My wife and I have been married for nearly two decades; our firstborn, Spencer, will turn 18 in six days.
Time has flown by. May 24, 1999, the whole of which we spent awake in the hospital in Easton, now looks about as clear in my rearview mirror as a dinged-up road sign half a mile back. Mandy’s six hours of pushing — not labor, just what’s supposed to be the last, allegedly quick part — followed by what we didn’t learn until later was an emergency C-section delivery still sticks in my mind, obviously. I’m sure Mandy remembers it better than I do, though.
His birthdays, and the 14 our next child, Logan, has celebrated, have run past us like light in a vacuum. Our third child, Paige, is 8½ now. It’s all a blur. But several moments stick out because they lasted an eternity, despite actually taking only minutes, hours, or at worst a couple of weeks.
Sadly, very few are good ones.
A year ago last month, when the phone rang on what Baz Luhrman called “some idle Tuesday,” time stopped. It was Spencer.
“Dad,” he said breathily, in a voice so full of fear, I had heard that tone only once before — on Sept. 11, 2001, at 10:08 a.m., when my mother called to tell me the world had changed forever.
“What’s wrong?” I ask immediately. “Are you OK?”
And then you hear the word that you know you won’t hear. “No.” He had broken his femur in a freak accident, and was on his way to the hospital. His recovery, which involved what we both hope will be our only visit ever to the R. Adams Cowley Shock Trauma Center and a twoday stay, was amazing.
But I aged five years in the half-second between that one word and my asking what happened.
Logan, born with spina bifida in 2002, has had several brain surgeries; all but one were on an emergency basis.
Every time, he was asymptomatic. His ventriculoperitoneal, or VP, shunt, installed just after he was born, was clogged in all but one instance; the tubing broke off in his chest when he was five.
Each phone call telling us he had to go to Johns Hopkins Hospital was like a kick in the face.
An injured, or desperately ill, child is the one thing parents really fret the most. It’s not the mortgage, your sciatica, or the scandal du jour on Capitol Hill.
It’s being told by Dr. Ben Carson that “for me this operation, on the 1-10 scale, is about a three. But for parents, it’s a 200. I know it’s impossible, but try to relax. We’ll take care of him.”
That doesn’t help much, really. Parents understand the well-intended aspect of the remark. But no one whose kid this is, right here, right now can relate.
It’s the slow-rolling ball of dread you get, knowing your kid is out 90 minutes past curfew ... and hearing sirens.
It’s watching your teenage daughter fall the ground in the middle of a softball game. She’s hurt — because the universe has just decided that yes, it is somehow possible for a six-inch-wide foul ball to slip through a gap beneath her mask less than a quarter that size, and knock her to the ground.
Folks, you gotta understand something. This world is out to get us.
And we gotta stick together.
That’s why when that happened to a young lady from Easton High’s softball team Wednesday, the clock didn’t move at first. For anyone there.

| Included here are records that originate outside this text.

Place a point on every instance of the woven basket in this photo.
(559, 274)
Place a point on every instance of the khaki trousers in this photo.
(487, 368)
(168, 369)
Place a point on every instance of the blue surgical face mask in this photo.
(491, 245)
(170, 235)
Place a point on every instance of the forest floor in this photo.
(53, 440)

Not the parents, though for all but two, the fretting wasn’t ours this particular time. Not the players on either team — because it could’ve been any one of them. Not the coaches, because it’s their job to do all they can to keep the kids safe.
Nobody failed in that last bit Wednesday, by the way. Physics failed. But not the softball community.

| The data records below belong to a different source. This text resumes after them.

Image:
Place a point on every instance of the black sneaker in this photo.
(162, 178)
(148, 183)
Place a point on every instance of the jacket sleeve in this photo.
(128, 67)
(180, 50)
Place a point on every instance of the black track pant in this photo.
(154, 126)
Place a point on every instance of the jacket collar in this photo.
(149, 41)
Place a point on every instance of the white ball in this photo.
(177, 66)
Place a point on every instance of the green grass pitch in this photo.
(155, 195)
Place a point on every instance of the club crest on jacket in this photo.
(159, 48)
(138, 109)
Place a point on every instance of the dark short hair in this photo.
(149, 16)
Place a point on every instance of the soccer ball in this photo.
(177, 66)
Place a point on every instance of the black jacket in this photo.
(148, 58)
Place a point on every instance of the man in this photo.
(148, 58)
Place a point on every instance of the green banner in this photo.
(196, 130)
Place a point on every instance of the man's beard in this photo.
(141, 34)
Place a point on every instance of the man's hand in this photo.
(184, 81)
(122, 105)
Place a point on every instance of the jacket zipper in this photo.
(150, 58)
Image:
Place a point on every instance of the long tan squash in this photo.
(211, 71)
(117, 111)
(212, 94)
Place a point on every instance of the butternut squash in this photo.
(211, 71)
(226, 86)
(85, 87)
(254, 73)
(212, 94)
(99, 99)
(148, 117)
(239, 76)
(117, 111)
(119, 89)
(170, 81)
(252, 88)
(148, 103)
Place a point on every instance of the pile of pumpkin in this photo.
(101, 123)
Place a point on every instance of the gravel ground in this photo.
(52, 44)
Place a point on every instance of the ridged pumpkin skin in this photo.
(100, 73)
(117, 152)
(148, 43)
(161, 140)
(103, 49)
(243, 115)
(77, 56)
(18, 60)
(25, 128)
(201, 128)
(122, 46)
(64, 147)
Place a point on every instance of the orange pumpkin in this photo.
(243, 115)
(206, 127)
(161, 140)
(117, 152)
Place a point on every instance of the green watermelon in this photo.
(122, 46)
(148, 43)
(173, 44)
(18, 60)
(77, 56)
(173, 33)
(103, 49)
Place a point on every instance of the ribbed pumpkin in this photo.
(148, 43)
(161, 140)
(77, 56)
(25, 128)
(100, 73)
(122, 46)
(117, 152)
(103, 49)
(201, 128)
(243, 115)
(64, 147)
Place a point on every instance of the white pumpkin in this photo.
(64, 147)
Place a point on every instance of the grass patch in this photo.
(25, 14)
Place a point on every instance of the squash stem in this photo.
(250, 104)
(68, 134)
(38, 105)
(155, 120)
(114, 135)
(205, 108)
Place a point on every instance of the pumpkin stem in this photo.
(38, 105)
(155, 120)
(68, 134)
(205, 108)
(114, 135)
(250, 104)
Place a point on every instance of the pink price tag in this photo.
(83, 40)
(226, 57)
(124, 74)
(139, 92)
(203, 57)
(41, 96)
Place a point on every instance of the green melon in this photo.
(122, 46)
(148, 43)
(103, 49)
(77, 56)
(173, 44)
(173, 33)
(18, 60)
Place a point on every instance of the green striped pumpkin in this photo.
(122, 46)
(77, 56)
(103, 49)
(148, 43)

When time stopped for the Easton softball family on Wednesday — because no team in this area is merely a gaggle of children wearing the same color clothing — it stopped for the North Caroline family the Warriors were playing, as well.

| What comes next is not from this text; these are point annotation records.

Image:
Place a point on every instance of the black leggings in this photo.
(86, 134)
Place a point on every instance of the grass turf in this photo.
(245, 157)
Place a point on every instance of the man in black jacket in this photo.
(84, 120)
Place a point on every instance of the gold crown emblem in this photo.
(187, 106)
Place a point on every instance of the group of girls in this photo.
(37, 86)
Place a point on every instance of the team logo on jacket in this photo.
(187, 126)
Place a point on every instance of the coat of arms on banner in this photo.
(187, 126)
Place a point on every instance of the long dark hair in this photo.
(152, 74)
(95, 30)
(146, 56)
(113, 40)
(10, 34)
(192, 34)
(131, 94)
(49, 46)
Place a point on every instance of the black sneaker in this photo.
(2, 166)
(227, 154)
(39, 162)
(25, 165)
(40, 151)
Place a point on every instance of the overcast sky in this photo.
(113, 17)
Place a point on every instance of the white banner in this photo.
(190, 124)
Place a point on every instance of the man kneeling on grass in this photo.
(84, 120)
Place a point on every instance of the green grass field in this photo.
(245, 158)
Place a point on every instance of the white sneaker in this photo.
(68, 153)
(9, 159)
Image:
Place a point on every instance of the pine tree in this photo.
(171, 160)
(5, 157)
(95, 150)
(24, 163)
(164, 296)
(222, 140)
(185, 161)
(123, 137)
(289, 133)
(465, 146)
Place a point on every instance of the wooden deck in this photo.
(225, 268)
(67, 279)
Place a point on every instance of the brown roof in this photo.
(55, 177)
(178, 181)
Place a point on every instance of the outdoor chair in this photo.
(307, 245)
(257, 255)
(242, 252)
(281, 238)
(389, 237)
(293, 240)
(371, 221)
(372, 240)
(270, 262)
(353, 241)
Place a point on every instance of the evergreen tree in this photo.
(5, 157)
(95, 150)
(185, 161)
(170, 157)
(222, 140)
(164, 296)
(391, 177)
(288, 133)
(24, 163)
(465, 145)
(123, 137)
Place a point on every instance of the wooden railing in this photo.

Seeing one of their own hurt, the assemblage sprang into action with a velocity and depth of concern that puts medics in the Army to shame.
With an injured girl on the field, no fewer than 19 parents, players, coaches, and fans lent a hand one way or another.
One offered a towel to support the player’s head. Another was calling 911. Water bottles appeared like manna in the 91-degree heat. Someone was running to get this, grab that, and no one outside the hive of activity made a sound.
One of our kids was hurt. Even if she didn’t live in our house. And those in attendance did what they could as a group.
When the clock ceases to tick in these situations, sometimes nothing anyone can say or do will make things better.
But when they can, people where I live don’t just do it. They do it all the way.